I've read comics since before I could read, and through them I've felt connected to entire universes, but it's always been a weirdly solitary experience. The process of reading comics are always so internalised - something to do with the way the brain processes the art - but it was more than that.
(It's a similar thing with my weird relationship with the Rocky Horror Picture Show, something that is famed for its communal joy,
and for bringing so many wonderful freaks out of their shells, but is just a thing I want to luxuriate in on my own.)
And I've always felt a little alone in my comic obsessions, separated from any real kind of comic community. A lot of this was because I was always literally so far away, in a country where somewhere like New York might have been on the moon. I never had any chance of meeting the creators of all the comics I devoured, and while I could easily find out what Steve Englehart's favourite movies are, I usually had no idea what any of these people looked like.
I'm still shocked to see some of them for the first time in places like Back Issue Magazine. They're both a lot hairier and a lot balder than I ever imagined.
I still feel it when the comic convention circuit kicks off every year, and everybody I follow online is catching up with mates at the bar or on the trading floor, or they're asking their favourite creators where they get their influences from, and I can't even imagine such access.
The idea of meeting my comic heroes was absolutely terrifying as a kid, and these glorious nerds are still demi-gods in my head. I'm still worshiping the geek kids from Connecticut and sharply witty Scottish legends who wrote my comics.
As a late-period Generation X kid, I was part of the last non-internet adolescence, when it was so hard to find fellow nerds. Never mind finding somebody who likes Carlos Ezquerra as much as you do, it was shocking enough when you find somebody who liked Monty Python ,(and you end up holding onto them forever).

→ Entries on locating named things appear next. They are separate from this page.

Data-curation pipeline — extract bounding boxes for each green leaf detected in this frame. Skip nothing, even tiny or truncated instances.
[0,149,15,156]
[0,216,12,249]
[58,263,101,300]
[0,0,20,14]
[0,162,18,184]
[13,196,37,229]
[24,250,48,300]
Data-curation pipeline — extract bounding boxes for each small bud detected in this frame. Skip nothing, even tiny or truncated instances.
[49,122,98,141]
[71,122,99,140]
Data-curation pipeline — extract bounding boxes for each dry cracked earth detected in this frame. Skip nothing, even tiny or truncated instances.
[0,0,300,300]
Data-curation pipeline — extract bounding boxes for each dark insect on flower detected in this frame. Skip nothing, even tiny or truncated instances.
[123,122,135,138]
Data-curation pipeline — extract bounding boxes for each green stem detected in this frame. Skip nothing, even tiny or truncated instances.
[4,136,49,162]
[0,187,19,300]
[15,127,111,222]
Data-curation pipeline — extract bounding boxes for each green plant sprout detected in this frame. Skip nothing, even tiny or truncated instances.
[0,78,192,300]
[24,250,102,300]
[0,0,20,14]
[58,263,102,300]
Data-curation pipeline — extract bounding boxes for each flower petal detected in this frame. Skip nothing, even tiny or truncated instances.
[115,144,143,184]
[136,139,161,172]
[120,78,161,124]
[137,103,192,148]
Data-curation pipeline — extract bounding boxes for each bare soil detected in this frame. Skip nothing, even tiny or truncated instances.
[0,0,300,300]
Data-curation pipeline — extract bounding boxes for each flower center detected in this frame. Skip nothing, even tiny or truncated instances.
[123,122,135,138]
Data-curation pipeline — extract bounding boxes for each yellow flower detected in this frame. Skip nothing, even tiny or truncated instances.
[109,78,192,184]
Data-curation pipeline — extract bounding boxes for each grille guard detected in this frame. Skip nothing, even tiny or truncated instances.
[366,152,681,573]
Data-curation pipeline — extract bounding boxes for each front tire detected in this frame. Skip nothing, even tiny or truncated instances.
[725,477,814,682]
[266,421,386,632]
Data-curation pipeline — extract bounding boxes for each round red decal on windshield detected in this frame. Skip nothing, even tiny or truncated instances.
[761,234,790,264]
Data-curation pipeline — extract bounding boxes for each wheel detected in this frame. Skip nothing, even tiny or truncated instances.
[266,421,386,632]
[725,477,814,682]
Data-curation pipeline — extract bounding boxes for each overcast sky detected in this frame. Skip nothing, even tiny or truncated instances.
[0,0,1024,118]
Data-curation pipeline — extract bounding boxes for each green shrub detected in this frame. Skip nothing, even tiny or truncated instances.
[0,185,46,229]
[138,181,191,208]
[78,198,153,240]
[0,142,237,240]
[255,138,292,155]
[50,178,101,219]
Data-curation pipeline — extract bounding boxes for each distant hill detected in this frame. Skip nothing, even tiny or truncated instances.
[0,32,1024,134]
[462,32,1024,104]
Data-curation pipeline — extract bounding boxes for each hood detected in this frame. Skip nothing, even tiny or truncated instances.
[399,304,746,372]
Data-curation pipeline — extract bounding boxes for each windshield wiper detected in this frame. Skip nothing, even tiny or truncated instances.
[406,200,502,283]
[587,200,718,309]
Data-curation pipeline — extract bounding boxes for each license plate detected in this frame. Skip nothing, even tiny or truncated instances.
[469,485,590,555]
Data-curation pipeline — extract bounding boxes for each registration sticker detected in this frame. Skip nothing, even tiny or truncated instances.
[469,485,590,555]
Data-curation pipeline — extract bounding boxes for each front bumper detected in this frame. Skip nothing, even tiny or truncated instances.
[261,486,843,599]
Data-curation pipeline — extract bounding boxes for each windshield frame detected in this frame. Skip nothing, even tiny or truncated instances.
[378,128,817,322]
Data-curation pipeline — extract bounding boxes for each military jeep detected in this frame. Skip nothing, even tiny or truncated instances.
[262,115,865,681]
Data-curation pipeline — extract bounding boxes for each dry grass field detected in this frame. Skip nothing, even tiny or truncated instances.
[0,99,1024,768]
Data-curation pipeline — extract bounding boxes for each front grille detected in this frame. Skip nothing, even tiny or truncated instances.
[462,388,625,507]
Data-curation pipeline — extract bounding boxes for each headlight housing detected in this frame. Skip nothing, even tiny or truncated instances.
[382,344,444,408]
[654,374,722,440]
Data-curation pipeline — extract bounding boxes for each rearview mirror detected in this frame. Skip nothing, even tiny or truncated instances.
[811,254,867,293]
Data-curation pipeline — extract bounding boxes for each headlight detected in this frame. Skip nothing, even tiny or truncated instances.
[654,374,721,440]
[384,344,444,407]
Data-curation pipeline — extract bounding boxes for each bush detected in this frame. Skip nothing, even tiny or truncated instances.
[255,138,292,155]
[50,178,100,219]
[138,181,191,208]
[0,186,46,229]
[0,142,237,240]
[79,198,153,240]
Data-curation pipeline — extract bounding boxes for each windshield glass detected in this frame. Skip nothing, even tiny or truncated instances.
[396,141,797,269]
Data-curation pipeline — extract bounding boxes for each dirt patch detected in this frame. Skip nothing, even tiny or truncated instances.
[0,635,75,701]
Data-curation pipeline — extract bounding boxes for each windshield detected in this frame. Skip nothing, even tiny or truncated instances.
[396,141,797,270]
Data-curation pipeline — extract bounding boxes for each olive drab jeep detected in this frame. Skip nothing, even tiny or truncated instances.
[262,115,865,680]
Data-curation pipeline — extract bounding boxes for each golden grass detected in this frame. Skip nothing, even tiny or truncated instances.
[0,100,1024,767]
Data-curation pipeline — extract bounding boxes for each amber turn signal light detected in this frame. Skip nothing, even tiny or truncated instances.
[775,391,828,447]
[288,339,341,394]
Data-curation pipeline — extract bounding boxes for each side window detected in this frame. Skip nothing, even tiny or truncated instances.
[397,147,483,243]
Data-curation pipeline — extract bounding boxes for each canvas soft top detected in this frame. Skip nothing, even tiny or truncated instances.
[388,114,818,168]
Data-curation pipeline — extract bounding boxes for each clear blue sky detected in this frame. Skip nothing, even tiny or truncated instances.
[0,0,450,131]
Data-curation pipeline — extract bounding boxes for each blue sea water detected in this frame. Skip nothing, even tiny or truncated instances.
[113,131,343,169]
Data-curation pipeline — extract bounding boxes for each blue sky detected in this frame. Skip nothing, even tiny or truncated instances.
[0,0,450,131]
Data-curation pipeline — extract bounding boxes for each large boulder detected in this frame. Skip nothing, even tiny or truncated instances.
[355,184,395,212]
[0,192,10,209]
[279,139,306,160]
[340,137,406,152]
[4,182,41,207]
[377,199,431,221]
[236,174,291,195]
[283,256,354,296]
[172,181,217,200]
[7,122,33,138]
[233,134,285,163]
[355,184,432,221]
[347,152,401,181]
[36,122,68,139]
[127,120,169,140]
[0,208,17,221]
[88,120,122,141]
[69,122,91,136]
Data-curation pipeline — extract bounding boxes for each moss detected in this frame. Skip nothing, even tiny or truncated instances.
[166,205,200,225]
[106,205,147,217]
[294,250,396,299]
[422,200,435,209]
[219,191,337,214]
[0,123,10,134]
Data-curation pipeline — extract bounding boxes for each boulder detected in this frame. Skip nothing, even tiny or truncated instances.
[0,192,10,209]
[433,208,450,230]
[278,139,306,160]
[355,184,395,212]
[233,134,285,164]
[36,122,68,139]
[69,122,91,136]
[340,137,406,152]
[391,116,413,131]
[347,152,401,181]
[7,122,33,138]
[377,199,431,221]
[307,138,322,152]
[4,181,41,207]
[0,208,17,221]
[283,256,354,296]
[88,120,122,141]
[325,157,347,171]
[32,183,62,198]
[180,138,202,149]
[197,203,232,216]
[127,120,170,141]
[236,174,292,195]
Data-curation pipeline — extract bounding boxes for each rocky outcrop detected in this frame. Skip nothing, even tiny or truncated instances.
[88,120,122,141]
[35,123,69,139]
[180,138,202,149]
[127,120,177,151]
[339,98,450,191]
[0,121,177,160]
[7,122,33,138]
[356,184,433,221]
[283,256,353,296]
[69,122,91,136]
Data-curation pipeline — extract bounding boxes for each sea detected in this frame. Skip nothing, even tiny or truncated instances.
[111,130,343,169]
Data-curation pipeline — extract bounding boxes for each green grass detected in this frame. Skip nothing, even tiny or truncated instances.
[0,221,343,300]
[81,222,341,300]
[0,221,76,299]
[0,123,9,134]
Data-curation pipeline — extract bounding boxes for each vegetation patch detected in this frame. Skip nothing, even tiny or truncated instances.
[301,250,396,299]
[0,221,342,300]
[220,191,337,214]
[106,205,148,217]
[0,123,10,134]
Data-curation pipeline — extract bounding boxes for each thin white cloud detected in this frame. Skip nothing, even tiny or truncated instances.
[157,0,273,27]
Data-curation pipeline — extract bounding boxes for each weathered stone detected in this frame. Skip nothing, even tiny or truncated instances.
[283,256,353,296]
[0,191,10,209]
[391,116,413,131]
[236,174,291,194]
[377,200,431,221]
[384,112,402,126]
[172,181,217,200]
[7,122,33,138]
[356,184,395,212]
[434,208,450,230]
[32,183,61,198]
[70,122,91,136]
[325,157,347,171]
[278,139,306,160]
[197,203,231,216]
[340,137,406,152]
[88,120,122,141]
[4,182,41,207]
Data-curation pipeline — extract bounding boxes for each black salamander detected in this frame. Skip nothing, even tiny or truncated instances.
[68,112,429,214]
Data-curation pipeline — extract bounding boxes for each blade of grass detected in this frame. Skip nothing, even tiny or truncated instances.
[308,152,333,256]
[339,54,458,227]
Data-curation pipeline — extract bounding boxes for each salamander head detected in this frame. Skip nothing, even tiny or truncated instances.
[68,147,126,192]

There was literally one other kid in town who gave a damn about 2000ad and X-Men as much as I did, when we stumbled across each other in Mrs Green's class in 1985. (Still, those friendships forged decades ago are fuckin' tight, I was just on the phone for 45 minutes with that one kid in Ms Green's class about how he just bought X-Men #3 from the 1960s, the forthcoming schedule of Doctor Who programmes and why Marvel Comics Presents comics are so easy to get rid of. Kyle never changes.)
It's so much easier now with online lives, and in this connected age I have slipped into several comic-loving communities, but have met the tiniest fraction of these people outside a screen. I have made loads of mates as an adult in the real world, but can count the number who care about Judge Dredd as much as I do on one hand.
And still, sometimes, when I'm at a tasteful dinner party or something, I wish I was off somewhere quiet with a pile of new comics again. Even after all the despair, alone with all those wonderful universes still doesn't feel like a bad place to be.